Turchia: il Natale di Meral a due passi dalla tragedia di Aleppo
Sarà un Natale difficile da immaginare per noi, quello che trascorrerà Meral, nella sua Iskenderun, profonda Turchia, a 30 chilometri dalla frontiera con la Siria. Ma «la nascita e la presenza di Gesù – dice la mamma impegnata nelle fila della Caritas – sono la sconfitta dell’indifferenza e della morte. Possiamo aprirci al fratello grazie alla preghiera».
La voce di Meral sembra arrivare direttamente dall’occhio del ciclone. La sua Iskenderun (l’antica Alessandretta), dove vive con la famiglia, si trova nel sud della Turchia. La frontiera con la Siria dista appena 30 chilometri. La città di Aleppo - oggi simbolo della crudeltà dell’uomo e dell’incapacità della comunità internazionale di affrontare i conflitti mettendo la vita al primo posto – sorge a soli 140 chilometri: un’ora e mezza di macchina.
Meral è una delle poche migliaia di cristiani che vivono nella Turchia profonda, nel cuore del vicariato apostolico di Anatolia che comprende l’intera metà orientale della penisola ma conta appena otto parrocchie.
Qui la gente negli ultimi anni ha visto sorgere i grandi campi che nel tempo hanno ospitato il 45 per cento dei sei milioni di profughi siriani, come quello della poco lontana Suruc, dove gli sfollati sono stati anche 35 mila. La stessa Suruc dove nel luglio 2015 hanno perso la vita una trentina di giovani che stavano progettando aiuti per la ricostruzione di Kobane.
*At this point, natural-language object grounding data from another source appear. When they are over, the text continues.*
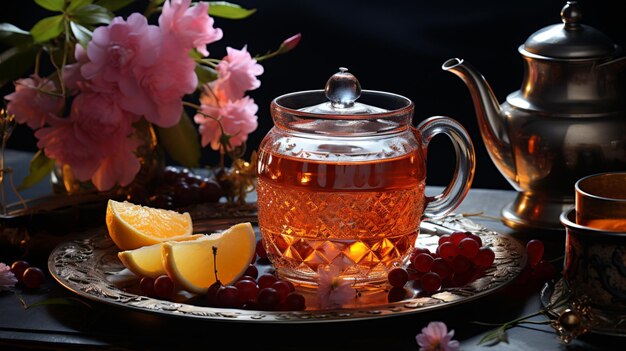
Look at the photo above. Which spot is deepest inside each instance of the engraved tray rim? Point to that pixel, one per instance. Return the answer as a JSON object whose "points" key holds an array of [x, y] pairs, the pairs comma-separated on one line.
{"points": [[82, 264]]}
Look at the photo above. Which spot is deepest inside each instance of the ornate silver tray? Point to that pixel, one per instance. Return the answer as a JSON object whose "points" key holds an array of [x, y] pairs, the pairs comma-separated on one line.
{"points": [[88, 265]]}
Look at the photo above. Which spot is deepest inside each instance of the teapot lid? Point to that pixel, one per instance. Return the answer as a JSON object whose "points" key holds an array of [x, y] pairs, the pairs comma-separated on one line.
{"points": [[570, 40], [342, 90]]}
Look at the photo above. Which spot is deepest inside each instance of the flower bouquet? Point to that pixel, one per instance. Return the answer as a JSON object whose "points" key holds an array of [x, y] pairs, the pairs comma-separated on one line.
{"points": [[109, 94]]}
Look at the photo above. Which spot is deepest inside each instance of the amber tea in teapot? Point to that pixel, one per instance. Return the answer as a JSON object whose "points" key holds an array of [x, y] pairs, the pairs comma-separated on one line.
{"points": [[343, 183]]}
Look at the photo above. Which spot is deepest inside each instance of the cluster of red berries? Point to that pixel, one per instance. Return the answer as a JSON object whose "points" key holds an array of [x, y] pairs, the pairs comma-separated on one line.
{"points": [[29, 276], [251, 291], [179, 187], [460, 258]]}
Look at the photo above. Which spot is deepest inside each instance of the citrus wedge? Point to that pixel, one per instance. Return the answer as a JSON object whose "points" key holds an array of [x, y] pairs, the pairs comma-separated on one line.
{"points": [[147, 261], [132, 226], [190, 264]]}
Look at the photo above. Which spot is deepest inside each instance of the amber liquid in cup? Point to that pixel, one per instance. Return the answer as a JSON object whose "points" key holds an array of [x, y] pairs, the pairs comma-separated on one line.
{"points": [[361, 215], [601, 201]]}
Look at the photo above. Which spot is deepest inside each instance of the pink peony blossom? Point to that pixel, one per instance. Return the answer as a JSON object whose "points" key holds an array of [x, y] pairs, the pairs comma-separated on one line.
{"points": [[162, 87], [118, 50], [238, 73], [92, 140], [120, 166], [333, 291], [192, 27], [435, 337], [72, 77], [60, 142], [33, 100], [237, 117], [7, 278]]}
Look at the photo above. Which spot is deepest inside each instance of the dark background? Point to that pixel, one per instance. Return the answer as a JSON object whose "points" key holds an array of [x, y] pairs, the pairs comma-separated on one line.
{"points": [[392, 45]]}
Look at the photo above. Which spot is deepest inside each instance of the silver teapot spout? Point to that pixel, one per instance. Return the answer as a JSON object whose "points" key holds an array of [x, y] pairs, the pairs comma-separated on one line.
{"points": [[567, 120], [491, 120]]}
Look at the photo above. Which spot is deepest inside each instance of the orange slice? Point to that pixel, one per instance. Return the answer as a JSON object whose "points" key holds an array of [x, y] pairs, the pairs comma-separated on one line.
{"points": [[190, 264], [132, 226], [147, 261]]}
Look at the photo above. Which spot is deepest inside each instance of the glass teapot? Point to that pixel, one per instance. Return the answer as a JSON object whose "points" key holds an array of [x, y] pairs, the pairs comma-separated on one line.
{"points": [[341, 182]]}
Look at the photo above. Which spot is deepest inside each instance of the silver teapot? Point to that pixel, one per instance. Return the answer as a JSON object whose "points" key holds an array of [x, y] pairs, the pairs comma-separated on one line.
{"points": [[567, 121]]}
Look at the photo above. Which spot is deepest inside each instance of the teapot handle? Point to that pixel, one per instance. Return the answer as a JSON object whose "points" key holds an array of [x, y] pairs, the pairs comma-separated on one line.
{"points": [[451, 197]]}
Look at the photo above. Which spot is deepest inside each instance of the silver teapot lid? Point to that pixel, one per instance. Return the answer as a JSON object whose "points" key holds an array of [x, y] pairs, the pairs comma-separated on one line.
{"points": [[570, 40], [342, 90]]}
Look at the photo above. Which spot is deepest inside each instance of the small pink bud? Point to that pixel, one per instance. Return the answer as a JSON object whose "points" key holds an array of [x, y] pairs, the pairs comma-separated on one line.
{"points": [[290, 43]]}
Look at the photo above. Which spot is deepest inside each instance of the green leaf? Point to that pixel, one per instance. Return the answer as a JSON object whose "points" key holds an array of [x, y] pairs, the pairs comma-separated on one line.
{"points": [[12, 35], [181, 142], [47, 28], [92, 14], [228, 10], [82, 34], [74, 4], [40, 167], [52, 5], [15, 62], [114, 5], [205, 74]]}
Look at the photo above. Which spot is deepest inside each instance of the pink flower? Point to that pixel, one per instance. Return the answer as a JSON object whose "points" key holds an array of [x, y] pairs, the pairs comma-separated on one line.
{"points": [[192, 27], [72, 76], [435, 337], [120, 166], [118, 50], [59, 142], [7, 278], [333, 291], [33, 100], [238, 73], [160, 97], [237, 118]]}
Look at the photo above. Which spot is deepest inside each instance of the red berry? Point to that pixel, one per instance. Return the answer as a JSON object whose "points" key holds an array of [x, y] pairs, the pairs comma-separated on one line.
{"points": [[442, 268], [456, 237], [397, 277], [266, 280], [252, 271], [260, 250], [448, 250], [418, 250], [484, 258], [535, 249], [431, 282], [443, 239], [423, 262], [32, 277]]}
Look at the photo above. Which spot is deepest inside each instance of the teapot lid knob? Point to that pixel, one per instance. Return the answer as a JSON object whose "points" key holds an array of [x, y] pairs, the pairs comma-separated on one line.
{"points": [[342, 89], [571, 15]]}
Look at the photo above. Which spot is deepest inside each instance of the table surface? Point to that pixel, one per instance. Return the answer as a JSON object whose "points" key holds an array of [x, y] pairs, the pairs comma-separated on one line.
{"points": [[105, 327]]}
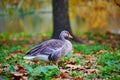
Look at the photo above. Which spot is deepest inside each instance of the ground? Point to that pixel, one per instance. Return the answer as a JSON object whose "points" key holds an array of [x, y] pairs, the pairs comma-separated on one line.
{"points": [[99, 59]]}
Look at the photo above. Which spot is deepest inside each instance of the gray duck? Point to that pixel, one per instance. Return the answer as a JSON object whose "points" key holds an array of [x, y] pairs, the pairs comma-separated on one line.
{"points": [[52, 50]]}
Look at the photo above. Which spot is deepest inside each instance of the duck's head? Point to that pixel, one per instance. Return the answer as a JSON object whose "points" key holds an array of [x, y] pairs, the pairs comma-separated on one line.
{"points": [[65, 34]]}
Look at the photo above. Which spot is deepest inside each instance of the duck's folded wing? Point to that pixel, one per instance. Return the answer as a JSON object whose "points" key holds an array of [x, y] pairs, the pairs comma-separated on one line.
{"points": [[46, 48]]}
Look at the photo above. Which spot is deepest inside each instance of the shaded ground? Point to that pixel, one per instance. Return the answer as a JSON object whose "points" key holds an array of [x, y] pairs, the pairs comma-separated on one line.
{"points": [[98, 60]]}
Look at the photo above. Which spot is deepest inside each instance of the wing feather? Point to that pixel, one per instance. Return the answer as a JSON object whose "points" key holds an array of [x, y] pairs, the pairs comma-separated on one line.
{"points": [[47, 47]]}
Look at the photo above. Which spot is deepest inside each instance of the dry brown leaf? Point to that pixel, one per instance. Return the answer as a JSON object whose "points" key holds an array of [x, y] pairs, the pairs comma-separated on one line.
{"points": [[78, 78]]}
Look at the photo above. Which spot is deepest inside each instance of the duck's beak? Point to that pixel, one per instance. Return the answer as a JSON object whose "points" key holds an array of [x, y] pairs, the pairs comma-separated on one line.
{"points": [[69, 36]]}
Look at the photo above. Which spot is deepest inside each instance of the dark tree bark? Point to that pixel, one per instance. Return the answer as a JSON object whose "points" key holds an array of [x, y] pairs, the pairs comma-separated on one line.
{"points": [[61, 19]]}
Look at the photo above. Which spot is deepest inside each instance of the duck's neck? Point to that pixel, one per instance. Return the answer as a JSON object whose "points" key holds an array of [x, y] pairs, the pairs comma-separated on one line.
{"points": [[62, 37]]}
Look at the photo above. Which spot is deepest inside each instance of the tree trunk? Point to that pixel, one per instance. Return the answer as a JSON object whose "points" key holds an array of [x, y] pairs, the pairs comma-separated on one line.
{"points": [[61, 19]]}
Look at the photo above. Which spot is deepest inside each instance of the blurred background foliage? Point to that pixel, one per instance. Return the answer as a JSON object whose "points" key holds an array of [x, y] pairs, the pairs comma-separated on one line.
{"points": [[36, 15]]}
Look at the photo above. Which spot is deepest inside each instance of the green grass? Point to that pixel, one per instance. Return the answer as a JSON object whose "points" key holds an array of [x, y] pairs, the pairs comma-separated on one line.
{"points": [[14, 46]]}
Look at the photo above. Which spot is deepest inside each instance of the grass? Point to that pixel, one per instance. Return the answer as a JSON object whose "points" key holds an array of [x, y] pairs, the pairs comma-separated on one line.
{"points": [[100, 61]]}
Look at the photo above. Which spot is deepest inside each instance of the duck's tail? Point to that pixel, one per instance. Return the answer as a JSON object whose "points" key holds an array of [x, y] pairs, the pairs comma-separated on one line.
{"points": [[28, 57]]}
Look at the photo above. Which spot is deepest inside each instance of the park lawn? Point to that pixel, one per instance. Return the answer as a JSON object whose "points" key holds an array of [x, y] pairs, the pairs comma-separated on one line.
{"points": [[100, 59]]}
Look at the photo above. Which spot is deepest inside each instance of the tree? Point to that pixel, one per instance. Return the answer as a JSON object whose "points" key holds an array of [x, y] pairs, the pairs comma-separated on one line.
{"points": [[61, 19]]}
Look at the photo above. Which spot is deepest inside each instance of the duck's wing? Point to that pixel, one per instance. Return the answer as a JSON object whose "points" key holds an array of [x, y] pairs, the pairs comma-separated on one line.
{"points": [[46, 48]]}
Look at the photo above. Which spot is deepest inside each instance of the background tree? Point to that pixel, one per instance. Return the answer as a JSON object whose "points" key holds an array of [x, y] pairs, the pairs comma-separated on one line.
{"points": [[61, 19]]}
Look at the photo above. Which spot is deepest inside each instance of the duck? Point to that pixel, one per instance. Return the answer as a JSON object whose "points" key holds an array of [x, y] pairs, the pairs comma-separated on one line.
{"points": [[51, 50]]}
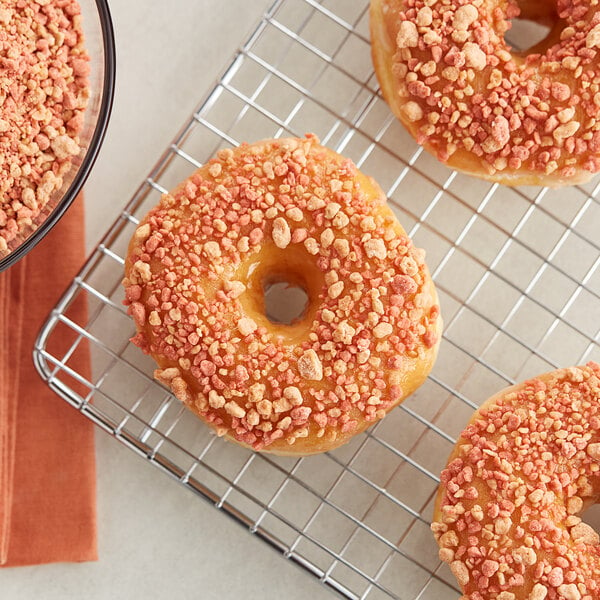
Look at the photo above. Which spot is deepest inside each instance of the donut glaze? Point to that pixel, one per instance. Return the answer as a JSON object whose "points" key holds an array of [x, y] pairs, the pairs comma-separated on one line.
{"points": [[448, 74], [282, 211], [526, 466]]}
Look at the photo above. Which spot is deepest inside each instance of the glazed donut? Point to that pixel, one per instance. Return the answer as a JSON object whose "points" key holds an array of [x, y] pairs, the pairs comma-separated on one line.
{"points": [[528, 463], [450, 77], [282, 211]]}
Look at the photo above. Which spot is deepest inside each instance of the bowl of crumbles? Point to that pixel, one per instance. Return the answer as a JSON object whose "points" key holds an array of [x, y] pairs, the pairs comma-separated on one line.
{"points": [[57, 73]]}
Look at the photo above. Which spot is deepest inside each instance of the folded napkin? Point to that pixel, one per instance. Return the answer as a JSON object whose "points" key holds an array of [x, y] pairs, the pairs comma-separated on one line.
{"points": [[47, 467]]}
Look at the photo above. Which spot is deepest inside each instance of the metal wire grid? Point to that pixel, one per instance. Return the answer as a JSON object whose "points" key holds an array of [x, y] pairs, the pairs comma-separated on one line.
{"points": [[517, 271]]}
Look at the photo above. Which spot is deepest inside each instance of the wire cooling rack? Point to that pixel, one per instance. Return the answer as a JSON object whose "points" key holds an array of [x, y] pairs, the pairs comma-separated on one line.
{"points": [[518, 277]]}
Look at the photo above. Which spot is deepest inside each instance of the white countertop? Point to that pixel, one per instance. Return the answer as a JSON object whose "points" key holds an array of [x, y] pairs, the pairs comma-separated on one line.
{"points": [[156, 539]]}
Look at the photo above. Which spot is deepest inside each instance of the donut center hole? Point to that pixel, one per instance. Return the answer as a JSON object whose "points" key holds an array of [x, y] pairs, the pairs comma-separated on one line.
{"points": [[285, 302], [525, 35], [536, 29]]}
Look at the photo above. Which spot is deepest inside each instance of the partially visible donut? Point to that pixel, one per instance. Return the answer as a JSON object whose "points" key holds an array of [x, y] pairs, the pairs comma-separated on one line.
{"points": [[526, 466], [448, 74], [292, 211]]}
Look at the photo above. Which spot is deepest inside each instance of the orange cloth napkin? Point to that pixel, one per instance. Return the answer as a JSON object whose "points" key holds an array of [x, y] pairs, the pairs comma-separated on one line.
{"points": [[47, 465]]}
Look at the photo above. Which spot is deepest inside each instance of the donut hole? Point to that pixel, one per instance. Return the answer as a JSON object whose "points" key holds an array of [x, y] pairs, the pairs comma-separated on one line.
{"points": [[285, 302], [524, 35], [536, 29]]}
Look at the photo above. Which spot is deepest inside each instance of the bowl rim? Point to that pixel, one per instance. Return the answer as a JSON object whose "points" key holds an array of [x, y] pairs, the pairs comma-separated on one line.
{"points": [[106, 103]]}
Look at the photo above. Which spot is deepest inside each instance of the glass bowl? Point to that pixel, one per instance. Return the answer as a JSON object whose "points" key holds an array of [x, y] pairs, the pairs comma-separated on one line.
{"points": [[99, 43]]}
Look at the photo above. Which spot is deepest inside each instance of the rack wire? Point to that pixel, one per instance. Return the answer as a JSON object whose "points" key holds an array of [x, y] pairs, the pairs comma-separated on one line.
{"points": [[517, 272]]}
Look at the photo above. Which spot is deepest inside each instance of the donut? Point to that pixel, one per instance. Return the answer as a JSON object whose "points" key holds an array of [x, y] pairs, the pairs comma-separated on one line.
{"points": [[516, 118], [526, 466], [288, 211]]}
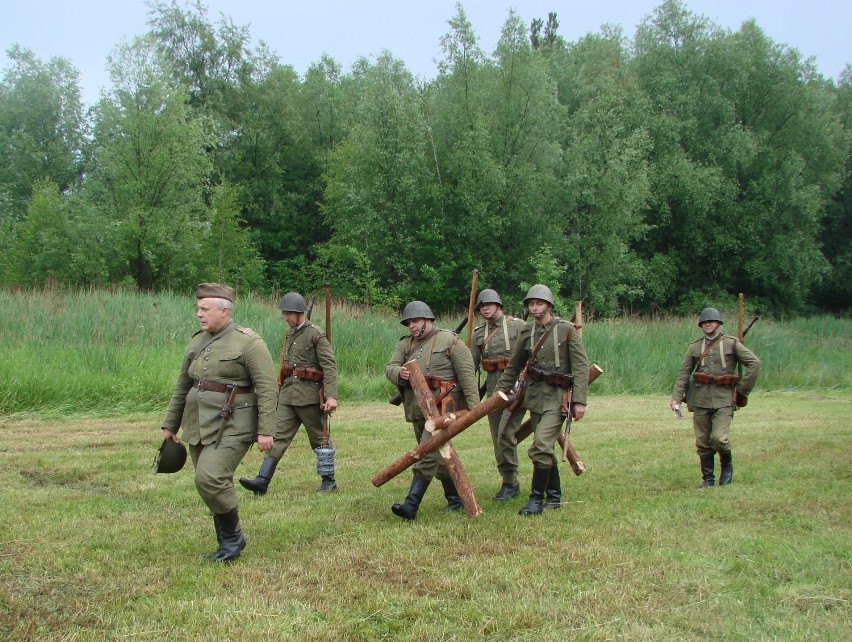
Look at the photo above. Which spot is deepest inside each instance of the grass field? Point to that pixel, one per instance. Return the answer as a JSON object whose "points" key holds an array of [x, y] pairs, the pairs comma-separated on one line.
{"points": [[93, 546]]}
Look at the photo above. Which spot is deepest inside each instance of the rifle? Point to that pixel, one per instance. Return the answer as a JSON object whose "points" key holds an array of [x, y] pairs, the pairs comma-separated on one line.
{"points": [[397, 398], [519, 389]]}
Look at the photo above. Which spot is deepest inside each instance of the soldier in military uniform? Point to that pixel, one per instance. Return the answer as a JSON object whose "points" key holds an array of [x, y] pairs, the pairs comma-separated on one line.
{"points": [[491, 348], [560, 364], [308, 380], [224, 399], [714, 393], [446, 362]]}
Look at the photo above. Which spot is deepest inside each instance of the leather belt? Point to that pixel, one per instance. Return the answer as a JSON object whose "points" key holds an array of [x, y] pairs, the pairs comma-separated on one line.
{"points": [[219, 387]]}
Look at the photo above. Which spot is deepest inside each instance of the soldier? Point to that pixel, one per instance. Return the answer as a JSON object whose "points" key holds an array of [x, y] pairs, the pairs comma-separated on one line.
{"points": [[491, 348], [224, 398], [714, 393], [560, 364], [308, 390], [446, 362]]}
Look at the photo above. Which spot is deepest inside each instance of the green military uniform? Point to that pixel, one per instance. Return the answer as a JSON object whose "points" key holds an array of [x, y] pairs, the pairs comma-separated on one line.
{"points": [[306, 355], [232, 356], [440, 354], [713, 405], [562, 352], [491, 349]]}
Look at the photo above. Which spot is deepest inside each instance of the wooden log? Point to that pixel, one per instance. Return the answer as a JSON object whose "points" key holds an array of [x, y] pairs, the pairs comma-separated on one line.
{"points": [[494, 402]]}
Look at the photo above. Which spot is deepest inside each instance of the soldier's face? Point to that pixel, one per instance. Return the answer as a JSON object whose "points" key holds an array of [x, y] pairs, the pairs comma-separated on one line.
{"points": [[710, 327], [419, 327], [489, 311], [539, 309], [211, 317], [293, 319]]}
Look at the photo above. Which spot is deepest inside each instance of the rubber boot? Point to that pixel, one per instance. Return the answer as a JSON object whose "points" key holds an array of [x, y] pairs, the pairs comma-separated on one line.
{"points": [[726, 476], [553, 493], [328, 484], [259, 484], [218, 526], [707, 476], [233, 541], [451, 493], [535, 504], [408, 509], [507, 491]]}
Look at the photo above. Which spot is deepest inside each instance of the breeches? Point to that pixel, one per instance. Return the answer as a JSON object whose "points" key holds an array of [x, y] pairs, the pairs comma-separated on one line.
{"points": [[505, 447], [287, 422], [546, 427], [432, 465], [214, 473], [712, 429]]}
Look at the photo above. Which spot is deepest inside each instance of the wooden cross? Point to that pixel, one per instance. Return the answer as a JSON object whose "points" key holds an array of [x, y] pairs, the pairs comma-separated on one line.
{"points": [[442, 428]]}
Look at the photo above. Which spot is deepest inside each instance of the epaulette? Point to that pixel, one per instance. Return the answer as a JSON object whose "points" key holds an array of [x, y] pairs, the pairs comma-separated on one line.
{"points": [[248, 331]]}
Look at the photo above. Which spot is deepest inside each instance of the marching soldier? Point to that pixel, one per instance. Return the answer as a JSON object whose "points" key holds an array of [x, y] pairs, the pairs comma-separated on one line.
{"points": [[224, 399], [308, 381], [491, 348], [714, 393], [561, 365], [448, 366]]}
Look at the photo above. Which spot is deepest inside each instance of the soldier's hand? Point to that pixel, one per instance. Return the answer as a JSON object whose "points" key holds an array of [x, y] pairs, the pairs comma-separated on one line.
{"points": [[264, 442]]}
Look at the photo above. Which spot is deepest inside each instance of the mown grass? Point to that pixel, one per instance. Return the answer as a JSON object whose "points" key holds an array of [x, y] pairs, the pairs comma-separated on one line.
{"points": [[96, 547], [112, 353]]}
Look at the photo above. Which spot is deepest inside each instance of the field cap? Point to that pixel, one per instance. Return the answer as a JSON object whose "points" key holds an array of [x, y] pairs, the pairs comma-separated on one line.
{"points": [[215, 291]]}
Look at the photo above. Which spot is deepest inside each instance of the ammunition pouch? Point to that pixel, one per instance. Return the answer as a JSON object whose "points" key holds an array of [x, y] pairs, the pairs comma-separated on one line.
{"points": [[301, 372], [723, 380], [490, 365], [561, 379]]}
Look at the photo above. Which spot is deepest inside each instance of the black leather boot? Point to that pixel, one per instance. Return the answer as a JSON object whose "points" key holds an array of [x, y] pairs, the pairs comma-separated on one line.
{"points": [[707, 476], [535, 504], [218, 526], [408, 509], [726, 476], [553, 493], [328, 484], [451, 493], [259, 484], [232, 540], [507, 491]]}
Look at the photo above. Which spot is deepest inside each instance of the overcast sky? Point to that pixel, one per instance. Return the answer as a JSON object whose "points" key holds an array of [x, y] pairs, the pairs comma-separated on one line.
{"points": [[300, 31]]}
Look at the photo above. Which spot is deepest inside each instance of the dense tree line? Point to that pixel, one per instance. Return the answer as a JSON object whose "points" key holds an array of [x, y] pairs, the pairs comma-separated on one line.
{"points": [[654, 173]]}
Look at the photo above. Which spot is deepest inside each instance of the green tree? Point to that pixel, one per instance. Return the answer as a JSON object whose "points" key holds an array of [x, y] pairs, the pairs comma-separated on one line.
{"points": [[151, 171]]}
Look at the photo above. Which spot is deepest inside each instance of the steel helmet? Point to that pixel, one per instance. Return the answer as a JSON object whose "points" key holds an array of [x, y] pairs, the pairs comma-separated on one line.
{"points": [[539, 291], [488, 296], [709, 314], [416, 310], [293, 302], [170, 457]]}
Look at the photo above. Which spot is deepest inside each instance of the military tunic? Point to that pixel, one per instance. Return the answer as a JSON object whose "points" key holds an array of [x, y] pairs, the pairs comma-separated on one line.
{"points": [[299, 398], [713, 405], [233, 355], [439, 354], [494, 340], [562, 352]]}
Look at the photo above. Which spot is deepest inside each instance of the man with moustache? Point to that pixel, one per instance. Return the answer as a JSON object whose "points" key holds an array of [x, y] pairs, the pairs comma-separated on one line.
{"points": [[446, 362], [560, 364], [224, 399], [491, 348], [308, 380]]}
Per questo le parole di Meral, alla vigilia di Natale, assumono un’eco del tutto particolare.
«Essere cristiana per me è una fortuna!», testimonia onorando la vocazione eroica di essere cristiani in Medioriente, per stare alla definizione del patriarca emerito di Gerusalemme mons. Michel Sabbah.
«Gesù, la sua nascita e la sua presenza ha cambiato la mia vita e mi ha aiutato ad accorgermi del prossimo. Per me la sua nascita è di per sé la sconfitta dell’indifferenza e della morte». Ne è certa la donna, che divide le sue giornate tra lo studio della sociologia, l’assistenza ai più poveri attraverso la Caritas e l’educazione dei suoi due figli.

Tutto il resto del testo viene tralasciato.